||To coincide with the start of colour transmission by the BBC in 1967, a new twin-filament studio lamp was developed by Osram-GEC in response to a problem that had emerged with studio lighting in the early colour TV trials. Due to the poor spectral sensitivity of the first colour TV camera tubes, when the studio lights were dimmed so as to achieve the required illuminance levels, the change in lamp colour temperature resulted in poor colour balance of the electronic images.
The problem was most elegantly solved by GEC's invention of the twin-filament studio incandescent lamp. This reduced colour variation during dimming by switching on or off or dimming of one filament while the other was maintained at full power.

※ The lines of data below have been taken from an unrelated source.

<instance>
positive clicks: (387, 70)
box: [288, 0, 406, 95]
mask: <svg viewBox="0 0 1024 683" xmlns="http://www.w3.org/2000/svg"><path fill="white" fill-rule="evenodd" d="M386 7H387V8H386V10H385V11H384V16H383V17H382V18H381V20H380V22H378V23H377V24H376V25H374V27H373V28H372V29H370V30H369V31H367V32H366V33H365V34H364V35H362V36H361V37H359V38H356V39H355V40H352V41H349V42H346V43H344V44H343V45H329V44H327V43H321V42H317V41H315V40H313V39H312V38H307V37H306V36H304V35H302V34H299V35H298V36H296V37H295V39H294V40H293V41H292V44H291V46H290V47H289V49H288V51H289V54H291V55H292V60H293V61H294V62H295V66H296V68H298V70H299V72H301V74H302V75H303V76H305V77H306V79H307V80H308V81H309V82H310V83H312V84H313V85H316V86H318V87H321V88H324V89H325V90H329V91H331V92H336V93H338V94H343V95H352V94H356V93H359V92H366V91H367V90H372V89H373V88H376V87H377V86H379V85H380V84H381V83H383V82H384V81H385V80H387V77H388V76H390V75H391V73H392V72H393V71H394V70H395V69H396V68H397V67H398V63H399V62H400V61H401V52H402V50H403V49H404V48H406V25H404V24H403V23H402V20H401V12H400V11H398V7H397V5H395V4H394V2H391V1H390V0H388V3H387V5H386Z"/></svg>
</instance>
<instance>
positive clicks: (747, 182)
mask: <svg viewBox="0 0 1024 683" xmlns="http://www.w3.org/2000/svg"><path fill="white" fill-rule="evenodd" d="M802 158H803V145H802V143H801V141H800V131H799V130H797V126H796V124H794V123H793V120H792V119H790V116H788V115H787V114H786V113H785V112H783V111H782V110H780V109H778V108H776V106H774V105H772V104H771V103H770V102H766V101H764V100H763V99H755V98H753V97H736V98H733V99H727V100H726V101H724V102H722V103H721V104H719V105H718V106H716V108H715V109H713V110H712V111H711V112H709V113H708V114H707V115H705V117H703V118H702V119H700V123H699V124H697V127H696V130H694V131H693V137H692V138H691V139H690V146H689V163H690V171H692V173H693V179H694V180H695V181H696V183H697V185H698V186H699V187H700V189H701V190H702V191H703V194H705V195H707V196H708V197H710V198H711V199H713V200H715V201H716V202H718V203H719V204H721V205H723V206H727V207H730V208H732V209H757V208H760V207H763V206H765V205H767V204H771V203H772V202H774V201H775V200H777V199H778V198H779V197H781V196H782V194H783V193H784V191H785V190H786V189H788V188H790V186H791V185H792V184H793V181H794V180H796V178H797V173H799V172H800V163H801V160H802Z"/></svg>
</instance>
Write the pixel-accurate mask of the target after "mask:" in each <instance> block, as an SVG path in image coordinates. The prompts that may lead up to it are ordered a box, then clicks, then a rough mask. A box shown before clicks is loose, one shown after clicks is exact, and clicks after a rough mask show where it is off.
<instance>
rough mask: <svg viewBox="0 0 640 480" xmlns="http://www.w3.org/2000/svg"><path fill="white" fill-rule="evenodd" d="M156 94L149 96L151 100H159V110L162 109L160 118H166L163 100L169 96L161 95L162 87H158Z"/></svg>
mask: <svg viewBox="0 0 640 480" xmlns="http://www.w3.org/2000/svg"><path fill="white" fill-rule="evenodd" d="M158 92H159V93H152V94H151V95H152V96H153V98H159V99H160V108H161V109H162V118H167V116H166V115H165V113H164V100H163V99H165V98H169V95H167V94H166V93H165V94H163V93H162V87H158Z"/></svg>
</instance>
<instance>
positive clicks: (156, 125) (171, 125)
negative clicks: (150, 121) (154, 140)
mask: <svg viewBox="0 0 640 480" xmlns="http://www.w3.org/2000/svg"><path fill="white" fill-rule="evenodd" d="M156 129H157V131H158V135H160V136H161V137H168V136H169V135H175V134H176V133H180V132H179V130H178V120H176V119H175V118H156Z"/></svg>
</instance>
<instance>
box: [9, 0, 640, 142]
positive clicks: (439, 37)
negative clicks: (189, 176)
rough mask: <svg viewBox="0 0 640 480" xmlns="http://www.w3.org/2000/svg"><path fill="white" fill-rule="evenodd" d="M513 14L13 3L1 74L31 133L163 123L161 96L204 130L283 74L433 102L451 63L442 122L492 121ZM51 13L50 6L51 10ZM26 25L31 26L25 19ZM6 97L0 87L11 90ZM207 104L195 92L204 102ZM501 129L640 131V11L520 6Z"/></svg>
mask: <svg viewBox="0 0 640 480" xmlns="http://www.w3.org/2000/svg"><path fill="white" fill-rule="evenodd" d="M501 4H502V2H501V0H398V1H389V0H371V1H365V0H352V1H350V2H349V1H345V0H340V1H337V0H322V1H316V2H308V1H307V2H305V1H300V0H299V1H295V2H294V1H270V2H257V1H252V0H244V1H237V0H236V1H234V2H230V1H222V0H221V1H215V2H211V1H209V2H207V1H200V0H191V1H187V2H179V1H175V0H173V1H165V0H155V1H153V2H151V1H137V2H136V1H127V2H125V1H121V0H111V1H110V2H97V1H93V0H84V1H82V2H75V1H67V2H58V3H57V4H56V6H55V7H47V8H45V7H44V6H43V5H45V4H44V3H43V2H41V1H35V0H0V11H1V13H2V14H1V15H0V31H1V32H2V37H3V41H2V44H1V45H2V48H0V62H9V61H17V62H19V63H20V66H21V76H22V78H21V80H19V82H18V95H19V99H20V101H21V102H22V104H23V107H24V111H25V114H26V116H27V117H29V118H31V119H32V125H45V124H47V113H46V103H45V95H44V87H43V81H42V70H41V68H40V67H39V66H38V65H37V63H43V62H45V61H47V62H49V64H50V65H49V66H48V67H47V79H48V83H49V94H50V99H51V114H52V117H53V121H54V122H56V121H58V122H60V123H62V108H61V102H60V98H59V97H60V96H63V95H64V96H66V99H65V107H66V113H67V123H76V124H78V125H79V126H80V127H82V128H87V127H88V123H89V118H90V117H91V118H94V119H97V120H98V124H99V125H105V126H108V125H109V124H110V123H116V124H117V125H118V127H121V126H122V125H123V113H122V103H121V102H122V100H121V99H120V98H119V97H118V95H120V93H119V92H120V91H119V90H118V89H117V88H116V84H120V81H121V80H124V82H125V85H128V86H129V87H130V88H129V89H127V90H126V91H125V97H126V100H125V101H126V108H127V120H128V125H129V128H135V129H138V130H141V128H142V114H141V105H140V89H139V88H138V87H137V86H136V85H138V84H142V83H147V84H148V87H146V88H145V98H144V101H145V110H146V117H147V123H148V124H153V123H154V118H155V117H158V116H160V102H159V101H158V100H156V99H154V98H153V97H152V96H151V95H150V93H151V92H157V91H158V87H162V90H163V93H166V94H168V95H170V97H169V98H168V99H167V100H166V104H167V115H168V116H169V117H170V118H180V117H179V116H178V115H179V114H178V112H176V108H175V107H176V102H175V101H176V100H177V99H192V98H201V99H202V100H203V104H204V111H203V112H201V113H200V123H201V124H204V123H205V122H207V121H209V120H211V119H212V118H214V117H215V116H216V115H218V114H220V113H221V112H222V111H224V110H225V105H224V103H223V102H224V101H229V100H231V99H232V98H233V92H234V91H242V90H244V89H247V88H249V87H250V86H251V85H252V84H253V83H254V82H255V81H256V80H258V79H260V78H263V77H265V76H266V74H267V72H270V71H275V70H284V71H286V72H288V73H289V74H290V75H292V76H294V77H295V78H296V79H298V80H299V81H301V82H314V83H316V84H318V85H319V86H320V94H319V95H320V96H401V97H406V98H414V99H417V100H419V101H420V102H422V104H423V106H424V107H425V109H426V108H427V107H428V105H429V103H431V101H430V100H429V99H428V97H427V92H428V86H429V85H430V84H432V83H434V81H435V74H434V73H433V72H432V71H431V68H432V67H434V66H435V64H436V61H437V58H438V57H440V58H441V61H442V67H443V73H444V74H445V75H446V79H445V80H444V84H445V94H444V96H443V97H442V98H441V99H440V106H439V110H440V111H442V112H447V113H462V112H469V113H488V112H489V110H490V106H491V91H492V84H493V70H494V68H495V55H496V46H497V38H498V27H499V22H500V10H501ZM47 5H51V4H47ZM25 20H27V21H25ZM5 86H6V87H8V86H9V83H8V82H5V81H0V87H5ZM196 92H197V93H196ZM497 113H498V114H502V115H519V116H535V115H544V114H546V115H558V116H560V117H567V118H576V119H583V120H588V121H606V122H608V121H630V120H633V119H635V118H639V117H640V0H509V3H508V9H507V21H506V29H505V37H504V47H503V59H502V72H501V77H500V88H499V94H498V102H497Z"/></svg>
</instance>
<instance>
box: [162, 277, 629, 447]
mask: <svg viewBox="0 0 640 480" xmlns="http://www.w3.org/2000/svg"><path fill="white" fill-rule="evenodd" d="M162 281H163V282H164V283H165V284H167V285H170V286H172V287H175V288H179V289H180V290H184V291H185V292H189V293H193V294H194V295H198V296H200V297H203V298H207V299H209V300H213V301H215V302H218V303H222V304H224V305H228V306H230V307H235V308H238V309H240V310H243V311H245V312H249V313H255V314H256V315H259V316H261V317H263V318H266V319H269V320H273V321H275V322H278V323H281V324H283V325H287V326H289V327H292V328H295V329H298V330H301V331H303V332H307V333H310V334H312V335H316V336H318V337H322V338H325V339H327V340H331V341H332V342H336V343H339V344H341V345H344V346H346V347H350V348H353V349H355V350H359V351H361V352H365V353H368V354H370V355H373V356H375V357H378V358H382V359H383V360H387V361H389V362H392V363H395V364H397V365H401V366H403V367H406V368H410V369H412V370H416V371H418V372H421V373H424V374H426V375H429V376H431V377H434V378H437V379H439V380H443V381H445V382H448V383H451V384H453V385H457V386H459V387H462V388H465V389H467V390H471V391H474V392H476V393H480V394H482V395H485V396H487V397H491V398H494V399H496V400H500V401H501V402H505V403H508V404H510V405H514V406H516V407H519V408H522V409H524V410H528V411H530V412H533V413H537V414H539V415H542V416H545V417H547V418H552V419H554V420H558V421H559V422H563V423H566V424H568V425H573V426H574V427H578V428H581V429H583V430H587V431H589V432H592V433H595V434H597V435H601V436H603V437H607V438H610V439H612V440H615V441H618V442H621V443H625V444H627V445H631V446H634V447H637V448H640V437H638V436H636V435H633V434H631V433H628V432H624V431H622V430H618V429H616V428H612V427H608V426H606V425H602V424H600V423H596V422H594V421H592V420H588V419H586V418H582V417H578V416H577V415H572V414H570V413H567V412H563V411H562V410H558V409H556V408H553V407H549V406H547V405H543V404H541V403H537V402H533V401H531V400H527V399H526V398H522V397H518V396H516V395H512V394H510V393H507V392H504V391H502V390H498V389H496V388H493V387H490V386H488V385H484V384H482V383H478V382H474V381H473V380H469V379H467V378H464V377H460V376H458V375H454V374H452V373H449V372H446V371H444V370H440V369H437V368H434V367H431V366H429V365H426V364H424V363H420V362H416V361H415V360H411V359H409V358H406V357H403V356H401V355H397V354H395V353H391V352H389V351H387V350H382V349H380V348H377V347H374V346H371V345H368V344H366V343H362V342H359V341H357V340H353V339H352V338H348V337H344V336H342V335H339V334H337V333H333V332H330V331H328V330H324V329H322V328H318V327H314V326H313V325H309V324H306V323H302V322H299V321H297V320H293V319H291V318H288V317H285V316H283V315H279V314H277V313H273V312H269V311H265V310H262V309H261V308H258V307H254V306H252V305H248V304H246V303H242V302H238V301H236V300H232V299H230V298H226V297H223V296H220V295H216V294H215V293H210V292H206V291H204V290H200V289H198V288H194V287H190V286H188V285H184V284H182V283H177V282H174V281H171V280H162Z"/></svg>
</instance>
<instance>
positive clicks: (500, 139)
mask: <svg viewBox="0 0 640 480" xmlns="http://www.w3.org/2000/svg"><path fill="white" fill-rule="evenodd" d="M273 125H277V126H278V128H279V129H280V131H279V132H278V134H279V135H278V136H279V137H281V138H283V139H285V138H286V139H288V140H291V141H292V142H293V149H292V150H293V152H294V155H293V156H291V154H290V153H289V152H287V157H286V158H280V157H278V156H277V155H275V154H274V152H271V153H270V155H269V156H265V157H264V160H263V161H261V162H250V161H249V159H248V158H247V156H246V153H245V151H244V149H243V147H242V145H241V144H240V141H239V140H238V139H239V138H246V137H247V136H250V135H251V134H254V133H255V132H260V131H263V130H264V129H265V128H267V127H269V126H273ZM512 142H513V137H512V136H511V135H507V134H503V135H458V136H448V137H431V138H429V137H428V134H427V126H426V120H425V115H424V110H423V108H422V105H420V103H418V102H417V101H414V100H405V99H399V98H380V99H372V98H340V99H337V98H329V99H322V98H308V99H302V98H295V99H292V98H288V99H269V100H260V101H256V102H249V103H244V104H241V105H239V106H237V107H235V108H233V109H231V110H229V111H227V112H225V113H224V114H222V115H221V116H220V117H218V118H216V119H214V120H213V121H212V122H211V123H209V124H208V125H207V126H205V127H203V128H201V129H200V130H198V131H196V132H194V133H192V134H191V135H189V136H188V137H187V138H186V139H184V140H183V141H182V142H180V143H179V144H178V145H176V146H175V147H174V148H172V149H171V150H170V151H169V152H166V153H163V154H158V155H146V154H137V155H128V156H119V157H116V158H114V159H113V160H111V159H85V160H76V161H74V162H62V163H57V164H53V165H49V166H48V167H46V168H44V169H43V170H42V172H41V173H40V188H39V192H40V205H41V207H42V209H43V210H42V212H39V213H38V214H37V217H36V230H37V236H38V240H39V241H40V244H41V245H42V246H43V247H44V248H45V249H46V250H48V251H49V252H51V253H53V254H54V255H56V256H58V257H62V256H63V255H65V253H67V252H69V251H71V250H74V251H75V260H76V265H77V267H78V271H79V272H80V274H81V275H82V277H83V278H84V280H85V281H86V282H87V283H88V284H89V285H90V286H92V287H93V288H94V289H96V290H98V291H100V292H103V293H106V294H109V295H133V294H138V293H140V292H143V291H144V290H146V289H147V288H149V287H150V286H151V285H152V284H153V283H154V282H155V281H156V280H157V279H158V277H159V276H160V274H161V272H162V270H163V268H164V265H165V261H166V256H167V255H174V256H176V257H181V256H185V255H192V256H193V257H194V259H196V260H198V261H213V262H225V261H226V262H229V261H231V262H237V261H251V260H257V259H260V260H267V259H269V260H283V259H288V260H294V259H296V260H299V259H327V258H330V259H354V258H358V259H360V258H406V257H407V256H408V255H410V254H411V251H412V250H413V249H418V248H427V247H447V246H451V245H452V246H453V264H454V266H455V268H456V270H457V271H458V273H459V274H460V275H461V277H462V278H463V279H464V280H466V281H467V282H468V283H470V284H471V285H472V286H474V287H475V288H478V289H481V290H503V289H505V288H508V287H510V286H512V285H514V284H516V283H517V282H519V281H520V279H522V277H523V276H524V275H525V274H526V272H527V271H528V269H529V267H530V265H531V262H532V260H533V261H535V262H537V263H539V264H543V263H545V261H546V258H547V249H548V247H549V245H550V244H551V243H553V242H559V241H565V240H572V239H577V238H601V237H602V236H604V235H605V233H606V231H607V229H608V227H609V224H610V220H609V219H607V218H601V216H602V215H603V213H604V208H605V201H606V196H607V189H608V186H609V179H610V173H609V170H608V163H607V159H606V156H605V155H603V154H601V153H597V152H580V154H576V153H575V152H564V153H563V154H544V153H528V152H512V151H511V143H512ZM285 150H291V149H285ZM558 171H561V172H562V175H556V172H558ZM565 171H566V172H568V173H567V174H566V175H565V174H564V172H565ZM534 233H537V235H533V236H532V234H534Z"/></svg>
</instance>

The first lamp in the range was the non-halogen 2½/2½kW CP/20. In 1969 to compete with Thorn Lighting's development of the CP/32 quartz halogen equivalent, GEC upgraded its incandescent lamp to also feature a halogen fill, but still in a hard glass bulb.. Later as colour television camera sensitivity improved and less light was required, a 1¼/1¼kW version was developed. This proved to be insufficient for the independent TV stations, resulting in the intermediate 2½/1¼ kW CP/57 featured here.
The bulb is blown in A45 aluminosilicate hard glass, and sealed to a special wafer stem of borosilicate. That was made by pouring crushed glass into a carbon mould around the four tungsten contact pins, which had been pre-glazed in the area of the seal, and pressing the whole together while heating in an induction furnace. Special joints had to be developed between these heavy pins and the filament mount assembly, and consist of coils of tungsten to reinforce an arc welded joint. The bulb is filled with HBr and nitrogen.